Real-world audio varies dramatically in quality. Some tips from experience:

  • Background music: Whisper handles light background music well but struggles with loud music. If possible, process the audio through a vocal isolation tool first.
  • Multiple speakers: Whisper does not natively identify speakers. For multi-speaker content, consider using pyannote-audio for speaker diarisation alongside Whisper for transcription.
  • Accents: The small model handles most English accents well. For heavy accents or non-English languages, the medium or large model is noticeably better.
  • Noise: For noisy audio, using the --condition_on_previous_text flag (True by default) helps maintain context, but can also propagate errors. Test both settings.

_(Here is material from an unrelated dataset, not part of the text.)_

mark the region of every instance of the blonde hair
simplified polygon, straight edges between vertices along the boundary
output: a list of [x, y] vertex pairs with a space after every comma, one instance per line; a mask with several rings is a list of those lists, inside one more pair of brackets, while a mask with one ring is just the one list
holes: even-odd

Production Deployment Pattern

In my YouTube pipeline, Whisper runs as part of a processing script triggered by cron. Here is the simplified production pattern:

import logging
from pathlib import Path

logger = logging.getLogger(__name__)

class VideoTranscriber:
    def __init__(self):
        self.service = TranscriptionService("small")
        self.temp_dir = Path("/tmp/transcription")
        self.temp_dir.mkdir(exist_ok=True)
    
    def process(self, video_path: str) -> dict:
        audio_path = self.temp_dir / "temp_audio.wav"
        
        try:
            logger.info(f"Extracting audio from {video_path}")
            extract_audio(video_path, str(audio_path))
            
            logger.info("Starting transcription")
            result = self.service.transcribe(str(audio_path))
            
            logger.info(f"Transcription complete: {len(result['text'])} chars")
            return {
                "text": result["text"],
                "segments": result["segments"],
                "language": result["language"]
            }
        finally:
            if audio_path.exists():
                audio_path.unlink()

Alternatives Worth Knowing

Whisper is not the only option. faster-whisper (using CTranslate2) provides the same accuracy with 2-4x speed improvement on CPU. If speed is a bottleneck, it is worth investigating. The API is nearly identical, so switching is straightforward.

The Bottom Line

Whisper is a remarkably capable tool that runs reliably in production with minimal fuss. The small model is the right choice for most automation workflows, offering a good balance of accuracy and speed without requiring GPU hardware. If you are building any pipeline that needs speech-to-text, local Whisper is hard to beat on cost and simplicity.